Gute Immunfunktion unentbehrlich für guten Schlaf

Donnerstag 23-Februar-2017

Eine aktuelle Schlafstudie der Harvard University (USA) verweist auf einen interessanten Zusammenhang zwischen Schlaf und Immunsystem. Dabei zeigt sich, dass auch ein guter Schlaf auf einem in der Tiefe stattfindenden psycho-neuro-immunologischen Prozess beruht. Was bedeutet das für Ihre Praxis?

 

Schon seit einiger Zeit ist bekannt, dass bestimmte Immunzellen den Schlaf fördern können.

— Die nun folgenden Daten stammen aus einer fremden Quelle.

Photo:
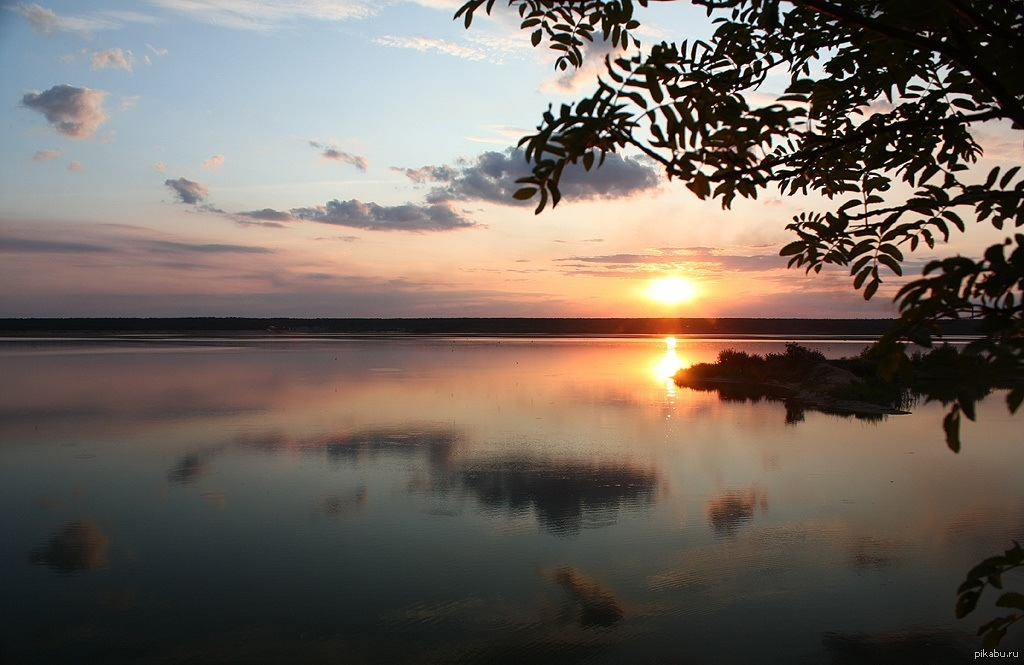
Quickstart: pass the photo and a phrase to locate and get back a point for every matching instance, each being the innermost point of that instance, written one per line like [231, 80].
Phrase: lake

Dennoch ist die Studie der Harvard University die erste, die einen zugrundeliegenden Mechanismus aufzeigt, der für die Schlafregulation verantwortlich ist. Der verbindende Faktor ist ein sogenanntes Inflammasom, ein Komplex von Proteinen, der in bestimmten Zellen des Immunsystems gebildet wird. Es besteht daher eine tiefere Verbindung zwischen Immunsystem und Zentralnervensystem als bisher angenommen wurde.

 

Inflammasom steuert den Schlaf

Die Aktivierung eines Inflammasoms führt zur Bildung von entzündungsfördernden Proteinen, die auch als proinflammatorische Cytokine bekannt sind. Diese proinflammatorischen Cytokine sorgen dafür, dass weitere Immunzellen aktiviert werden, um die Ursache der Entzündung zu bekämpfen. Aber das Inflammasom scheint auch eine unerwartete Rolle bei der Schlafregulation zu spielen.

 

In einer Reihe von Experimenten an Mäusen wurde gezeigt, dass Inflammasome sowohl als Reaktion auf Schlafmangel als auch bei Kontakt mit Bakterien eine proinflammatorische Substanz erzeugen: Interleukin-1β. Diese Substanz wirkt schlaffördernd und trägt zu einer guten Schlafintensität bei. In den Gehirnzellen von Mäusen ohne Inflammasom war kein Interleukin-1β vorhanden. Diese schliefen daher kürzer und weniger tief.

 

„Unsere Studie zeigt zum ersten Mal, dass das Inflammasom als ein universeller sensorischer Mechanismus fungiert, der den Schlaf durch Freisetzung von Immunzellen reguliert“, erklären die Forscher.

 

Gute Immunfunktion wirkt schlaffördernd

Die Forscher hatten Verhalten, Schlafmuster und elektrische Hirnaktivität von Mäusen ohne Inflammasom mit denen von Mäusen mit Inflammasom verglichen. Es zeigte sich, dass Mäuse ohne Inflammasom abnormal auf Schlafentzug reagierten. Diese Mäuse schliefen im Allgemeinen kürzer und zeigten mehr Schlafunterbrechungen als Mäuse mit intakten Inflammasomen. Auch wurden sie nach Verabreichung von Lipopolysaccharid aus Zellwänden von Bakterien nicht schläfrig, was bei Säugetieren normalerweise der Fall ist.

 

Die Mäuse mit Inflammasom schliefen länger und tiefer und wurden durch Lipopolysaccharide schläfrig. Schließlich verabreichten die Forscher den Mäusen ohne Inflammasom das schlafauslösende Interleukin-1β. Dies führte dazu, dass sich die Schlafmuster wieder normalisierten. Das unterstützt den Forschern zufolge die Idee, dass Inflammasome und Interleukin-1β für eine gute Schlafregulation essenziell sind.

 

Die Forscher glauben, dass das Inflammasom eine evolutionsgeschichtliche Rolle beim Schutz des gesunden und vitalen Gehirns spielt. Das Inflammasom ist nämlich in der Lage, die negativen Folgen sowohl einer lebensbedrohlichen Infektion als auch von schwerem Schlafentzug abzuwehren.

 

Was bedeutet diese Studie für Ihre Praxis?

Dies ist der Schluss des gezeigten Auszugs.